Dat het muziekgenre niet uitmaakt voor cognitieve prestaties (beter presteren op testen, langer informatie onthouden,…) , toonden sommige studies dan ook duidelijk aan: zij gingen na of er een Mozart-effect was door klassieke muziek te vergelijken met andere soorten muziek. Zij toonden aan dat de nieuwigheid van muziek op zich voldoende was voor een piek in cognitieve prestatie (een lichte verhoging op de testscore), maar dat de piek niet lang aanhield (10-15 minuten). Algauw verviel het cognitieve voordeel tot een normaal handelen.

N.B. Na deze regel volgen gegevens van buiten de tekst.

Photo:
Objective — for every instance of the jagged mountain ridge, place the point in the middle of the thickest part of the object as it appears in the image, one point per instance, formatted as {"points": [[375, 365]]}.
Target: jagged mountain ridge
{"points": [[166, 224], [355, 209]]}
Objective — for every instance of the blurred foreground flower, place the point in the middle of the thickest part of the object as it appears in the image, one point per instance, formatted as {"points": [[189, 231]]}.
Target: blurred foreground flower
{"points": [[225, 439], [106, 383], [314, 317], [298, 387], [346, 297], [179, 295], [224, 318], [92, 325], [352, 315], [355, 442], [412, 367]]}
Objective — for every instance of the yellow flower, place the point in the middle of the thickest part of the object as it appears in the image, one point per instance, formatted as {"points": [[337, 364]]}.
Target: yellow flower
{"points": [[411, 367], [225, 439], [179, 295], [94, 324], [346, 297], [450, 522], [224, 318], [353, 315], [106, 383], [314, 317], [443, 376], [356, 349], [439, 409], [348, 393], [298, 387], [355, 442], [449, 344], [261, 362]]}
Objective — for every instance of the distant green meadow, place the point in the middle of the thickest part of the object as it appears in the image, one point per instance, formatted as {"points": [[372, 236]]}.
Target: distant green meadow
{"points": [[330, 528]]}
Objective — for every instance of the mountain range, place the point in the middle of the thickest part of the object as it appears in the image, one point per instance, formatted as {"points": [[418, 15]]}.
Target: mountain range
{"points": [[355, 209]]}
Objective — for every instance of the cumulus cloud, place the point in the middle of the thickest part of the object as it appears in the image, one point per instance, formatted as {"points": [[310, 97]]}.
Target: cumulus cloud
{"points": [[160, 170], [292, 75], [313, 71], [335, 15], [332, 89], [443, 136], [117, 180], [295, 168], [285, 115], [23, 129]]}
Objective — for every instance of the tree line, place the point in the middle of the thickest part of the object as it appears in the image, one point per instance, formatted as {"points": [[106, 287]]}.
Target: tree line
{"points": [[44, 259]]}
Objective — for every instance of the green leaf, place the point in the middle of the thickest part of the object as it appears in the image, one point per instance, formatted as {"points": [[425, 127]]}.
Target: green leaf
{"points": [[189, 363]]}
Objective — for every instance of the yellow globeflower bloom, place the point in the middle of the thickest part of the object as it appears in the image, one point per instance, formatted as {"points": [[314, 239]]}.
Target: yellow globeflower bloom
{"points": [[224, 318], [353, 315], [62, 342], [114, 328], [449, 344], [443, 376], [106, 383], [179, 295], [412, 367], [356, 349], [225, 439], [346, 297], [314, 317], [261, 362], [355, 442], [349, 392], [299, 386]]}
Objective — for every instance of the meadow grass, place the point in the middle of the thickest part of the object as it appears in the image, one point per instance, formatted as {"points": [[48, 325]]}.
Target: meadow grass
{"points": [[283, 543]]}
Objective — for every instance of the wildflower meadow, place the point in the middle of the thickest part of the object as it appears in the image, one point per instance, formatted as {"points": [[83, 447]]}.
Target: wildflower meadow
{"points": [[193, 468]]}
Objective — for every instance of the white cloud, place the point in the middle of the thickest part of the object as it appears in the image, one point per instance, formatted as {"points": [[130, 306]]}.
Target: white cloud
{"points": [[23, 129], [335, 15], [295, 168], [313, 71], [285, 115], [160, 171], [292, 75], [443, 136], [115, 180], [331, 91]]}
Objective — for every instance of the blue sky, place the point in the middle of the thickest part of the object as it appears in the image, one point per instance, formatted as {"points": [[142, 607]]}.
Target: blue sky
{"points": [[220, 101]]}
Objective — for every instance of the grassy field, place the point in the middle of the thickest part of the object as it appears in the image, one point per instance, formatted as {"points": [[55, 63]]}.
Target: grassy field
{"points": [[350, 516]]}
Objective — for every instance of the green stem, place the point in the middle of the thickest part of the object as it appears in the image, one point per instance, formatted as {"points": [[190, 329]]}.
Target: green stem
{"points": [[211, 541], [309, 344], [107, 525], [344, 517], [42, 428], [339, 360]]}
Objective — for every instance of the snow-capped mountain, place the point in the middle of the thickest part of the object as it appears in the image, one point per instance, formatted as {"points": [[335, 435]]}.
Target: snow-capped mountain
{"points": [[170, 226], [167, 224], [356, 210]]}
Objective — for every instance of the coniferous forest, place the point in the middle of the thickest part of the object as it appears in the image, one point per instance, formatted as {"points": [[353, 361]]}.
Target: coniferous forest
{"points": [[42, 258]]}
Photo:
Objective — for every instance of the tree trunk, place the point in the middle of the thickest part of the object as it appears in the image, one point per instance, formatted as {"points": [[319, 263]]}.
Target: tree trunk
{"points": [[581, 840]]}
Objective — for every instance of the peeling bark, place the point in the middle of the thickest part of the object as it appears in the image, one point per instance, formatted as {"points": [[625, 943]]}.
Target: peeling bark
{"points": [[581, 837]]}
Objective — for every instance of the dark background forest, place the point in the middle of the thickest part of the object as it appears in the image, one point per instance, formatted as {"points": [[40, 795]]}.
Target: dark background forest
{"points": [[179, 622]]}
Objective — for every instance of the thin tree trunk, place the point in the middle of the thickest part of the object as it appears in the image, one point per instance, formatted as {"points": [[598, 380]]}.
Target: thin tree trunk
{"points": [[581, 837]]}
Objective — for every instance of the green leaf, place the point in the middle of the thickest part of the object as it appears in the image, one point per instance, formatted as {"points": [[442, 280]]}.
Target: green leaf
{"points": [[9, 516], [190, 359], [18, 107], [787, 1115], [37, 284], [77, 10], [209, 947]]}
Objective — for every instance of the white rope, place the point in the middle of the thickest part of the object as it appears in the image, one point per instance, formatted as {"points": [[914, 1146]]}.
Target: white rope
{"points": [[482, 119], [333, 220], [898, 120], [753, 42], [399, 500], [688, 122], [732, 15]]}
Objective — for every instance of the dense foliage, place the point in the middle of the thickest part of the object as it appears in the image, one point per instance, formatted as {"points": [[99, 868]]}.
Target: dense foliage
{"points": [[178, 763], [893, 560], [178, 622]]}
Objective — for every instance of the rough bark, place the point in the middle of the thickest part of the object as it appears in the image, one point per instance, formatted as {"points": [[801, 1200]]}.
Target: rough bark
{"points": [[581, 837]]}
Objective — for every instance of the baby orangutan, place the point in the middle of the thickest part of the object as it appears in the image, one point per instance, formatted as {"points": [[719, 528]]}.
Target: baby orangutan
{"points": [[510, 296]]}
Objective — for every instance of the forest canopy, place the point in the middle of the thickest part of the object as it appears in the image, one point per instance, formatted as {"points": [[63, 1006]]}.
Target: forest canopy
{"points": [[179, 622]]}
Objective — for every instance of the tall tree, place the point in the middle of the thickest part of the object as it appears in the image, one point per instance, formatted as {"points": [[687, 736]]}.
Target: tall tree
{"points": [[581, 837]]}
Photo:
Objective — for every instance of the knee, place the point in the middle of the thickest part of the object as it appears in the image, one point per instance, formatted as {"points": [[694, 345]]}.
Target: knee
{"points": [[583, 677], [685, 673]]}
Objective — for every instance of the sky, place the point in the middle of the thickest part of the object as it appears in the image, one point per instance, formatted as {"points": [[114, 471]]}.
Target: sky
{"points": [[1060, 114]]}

Kinderen staan open voor alle soorten muziek. Ze behandelen verschillende muzieksoorten als gelijkaardig.
Daarnaast maakt het muziekgenre al helemaal niet uit voor kinderen. Want kinderen, dat zijn kleine cognitieve wondertjes, en dat zeg ik als onderzoeker en niet als trotse tante. Kleine kinderen kunnen namelijk razendsnel de onderliggende melodie uit eender welke muziek halen. Klassieke muziek is moeilijker toegankelijk dan popmuziek, klopt. Maar dat geldt ook voor metal, alternatieve rock, jazz, etc. Toch wordt zelfs dat voor kinderen op den duur gemakkelijk om te verwerken, en al snel horen ze ook daar sneller de onderliggende melodie en het ritme. Kleine kinderen, die kan u dus klassieke muziek doen leuk vinden, maar zelfs, zoals metalhead-ouders goed weten, de zwaarste metal. Kinderen staan open voor alle soorten muziek. Ze behandelen verschillende muzieksoorten als gelijkaardig. Maar natuurlijk houden kinderen nog het meest van muziek waar ze gemakkelijk een ritme en een melodie kunnen uithalen, zoals versimpelde popmuziek (K3 bijvoorbeeld). Dat is namelijk cognitief toegankelijker en daar hoeft ook niet aan ‘gewend’ te worden. Het is een beetje als het laatste puzzelstukje in een grote puzzel duwen: intens bevredigend, maar niet erg uitdagend. Daar is echter helemaal niets mis mee. Niets zo fijn om even hersenloos te shaken op je favoriete jaren-’80-muziek bijvoorbeeld.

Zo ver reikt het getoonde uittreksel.